• Grant: LRI Regular Grant
  • Budget round: 2023
  • Research priorities: Diagnostic tests
  • Country: Bangladesh
  • Project no.: FP23\16
  • Budget: €60,000
  • Duration: April 2023 - June 2025
  • Status: Completed
  • Co-funding partners: Turing Foundation

                                          Turing Foundation leprosy

Full project title:
Evaluation of Mycobacterium leprae specific RPA assay incorporated in mobile suitcase lab for rapid diagnosis of clinical and sub-clinical leprosy in Bangladesh

Project coordination
International centre for diarrhoeal disease research, Bangladesh(icddr,b)

Partners
Damien Foundation, Bangladesh
University of Leipzig
Kumasi centre for Collaborative Research in Tropical Medicine
Dept. of Pharmacology, Institute of Post Graduate Medical Education and Research, India
Bankura Sammilani Medical College And Hospital 

Aim: This study addressed the following question: What are the diagnostic/clinical sensitivity and specificity of ML-RPA assay toward detection of leprosy using a mobile suitcase laboratory platform?

Final project summary:
Leprosy is a contagious infectious disease caused by Mycobacterium leprae and remains one of the leading causes of disability among communicable diseases. Early diagnosis is essential to ensure timely treatment, prevent complications, and reduce the risk of transmission to family members and other close contacts, who are at the highest risk of infection. Reliable and accessible diagnostic tools are therefore critical for improving patient outcomes and supporting leprosy control efforts.

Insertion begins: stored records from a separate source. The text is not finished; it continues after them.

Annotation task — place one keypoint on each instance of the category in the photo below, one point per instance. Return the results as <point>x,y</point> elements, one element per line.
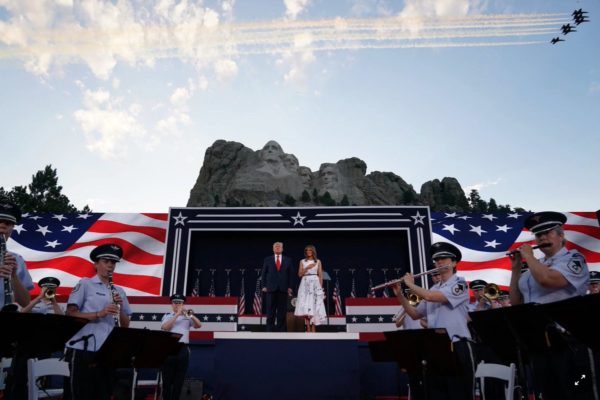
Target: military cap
<point>9,212</point>
<point>444,250</point>
<point>49,281</point>
<point>477,284</point>
<point>109,251</point>
<point>177,298</point>
<point>544,221</point>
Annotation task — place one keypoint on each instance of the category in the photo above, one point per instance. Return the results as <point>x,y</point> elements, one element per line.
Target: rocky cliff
<point>234,175</point>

This project aimed to evaluate a new molecular diagnostic test known as the M. leprae Recombinase-Aided Amplification (ML-RAA) assay. Designed for use in a portable "suitcase laboratory," the test was intended to be simple, rapid, field-friendly, and affordable, making it suitable for use in low-resource settings. The goal was to determine whether this technology could accurately detect leprosy in patients and their household contacts, allowing earlier diagnosis closer to the point of care.

Prior laboratory studies had shown that the ML-RAA assay performed well when tested on cultured M. leprae DNA. In this project, the assay was evaluated under real-world conditions in Bangladesh using samples collected from people affected by leprosy and their household contacts. Its performance was compared with that of real-time polymerase chain reaction (PCR), which is currently one of the most sensitive laboratory methods available for detecting M. leprae. The study also assessed the feasibility of using a portable point-of-care PCR platform, the MyGo Mini PCR system, with the same samples.

The findings showed that, although the ML-RAA assay was promising in principle, it did not yet achieve the level of sensitivity required for routine diagnosis of leprosy in field settings. As a result, the test is not currently considered ready for use as a point-of-care diagnostic tool.

In contrast, PCR testing performed on skin biopsy samples produced encouraging results and demonstrated good potential as a laboratory-based diagnostic approach. These findings confirm the value of molecular diagnostics for detecting leprosy but also highlight the challenges of developing a simple, highly accurate test that can be used outside specialised laboratory settings.

The study underscores the need for continued research into new diagnostic technologies that can overcome the sensitivity limitations observed in current field-based methods. Future work should focus not only on improving molecular testing platforms but also on developing more sensitive, non-invasive sample collection methods. Approaches such as improved nasal swab techniques and novel serological biomarkers may help make leprosy diagnosis easier, more accurate, and more accessible.